If you wanna switch off you could

I threw it away

Not realising I would come to call it my most favoured crown.

Fascinated seeing my self riding waves of the guilt

drowned in salt tears of rumination to the hilt.

letting mom down

all my fam too.

Those who truly love me.

There are but few.

Hot damn! That’s better than cool.

Gave self-destruction a permit to ride out a course of self-flagellation

decorated in sleuth

The truth hit me oops upside of my head

Discombobulated -I saw the truth.

I let myself down

I deduce.

Take me back to my roots.

Be nt over crooked

wrung my hands for people who haven’t left my life

Yet

Anticipate gloom & doom.

allow these drum beats to perform

my body afloat

on cloud nine singing cheerfully to the staying alive tune…

Regrettably, I’m responsible for this present predicament.
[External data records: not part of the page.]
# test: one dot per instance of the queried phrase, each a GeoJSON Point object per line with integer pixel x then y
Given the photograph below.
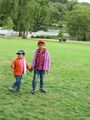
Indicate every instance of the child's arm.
{"type": "Point", "coordinates": [13, 64]}
{"type": "Point", "coordinates": [29, 68]}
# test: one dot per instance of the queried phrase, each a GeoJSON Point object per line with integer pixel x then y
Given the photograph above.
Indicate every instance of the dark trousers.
{"type": "Point", "coordinates": [17, 84]}
{"type": "Point", "coordinates": [35, 77]}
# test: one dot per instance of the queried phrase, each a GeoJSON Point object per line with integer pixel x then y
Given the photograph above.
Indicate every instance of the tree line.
{"type": "Point", "coordinates": [33, 15]}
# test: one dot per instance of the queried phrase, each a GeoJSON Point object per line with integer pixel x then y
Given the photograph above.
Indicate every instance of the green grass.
{"type": "Point", "coordinates": [67, 84]}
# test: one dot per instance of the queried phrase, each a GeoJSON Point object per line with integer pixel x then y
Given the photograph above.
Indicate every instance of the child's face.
{"type": "Point", "coordinates": [41, 46]}
{"type": "Point", "coordinates": [20, 56]}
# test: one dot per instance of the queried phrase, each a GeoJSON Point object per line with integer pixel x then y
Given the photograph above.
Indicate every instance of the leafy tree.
{"type": "Point", "coordinates": [79, 22]}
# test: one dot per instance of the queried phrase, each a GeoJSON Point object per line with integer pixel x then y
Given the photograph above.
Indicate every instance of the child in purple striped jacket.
{"type": "Point", "coordinates": [41, 64]}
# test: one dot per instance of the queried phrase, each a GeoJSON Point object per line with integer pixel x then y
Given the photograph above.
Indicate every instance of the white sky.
{"type": "Point", "coordinates": [84, 1]}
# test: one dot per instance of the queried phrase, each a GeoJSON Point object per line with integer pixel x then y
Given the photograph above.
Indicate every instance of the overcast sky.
{"type": "Point", "coordinates": [84, 1]}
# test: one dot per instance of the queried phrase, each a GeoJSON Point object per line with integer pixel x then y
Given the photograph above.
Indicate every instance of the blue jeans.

There goes a fully armed disorderly platoon.

One setback

folded like that grieving widow.

She had a reason

I still have an abode

I’m not a widow.

I’m down on my knees & up off them almost like it didn’t happen

Stood defiant still feeding an outdated superstition

of other motives

This is my prison.

Trust in people

Risk my heart

Yes, It didn’t go my way

This was a time to not fall apart.

A glimmer of hope I’ll grow strong

again

Make mirth and merriment

not misery & disappointment.

I have only one person to blame.

I disappoint myself over and over again

then Surprise myself by what achievements I continue to create.

How am I to play this next move?

escape to another alternative reality – never to bloom!

Or talk about my feelings -is anyone listening?

Cos they have, what is the problem, strewth?

facing all that ‘I feel fat’ STUFF

Makes me wanna holler hey you, cat, scat!

Look me in the mirror & be proud

of my deeds for seven consecutive weeks.

Nor ask my loves to keep turning another cheek.

I’m ashamed.

I am to blame.

I have to fight

My mother is alright. I mean my mother is right.

This half-hearted escape acts

attempts on my life.

attempts to self-harm

They come & they go.

If I can keep this train of thought

the cravings of self-hate might go

come back

less frequently…

Perhaps I will still hold on to some of my dignity

or become a statistic…

We all end up a statistic one way or another

What statistic do I want to come under?

Now there’s a question to ponder over.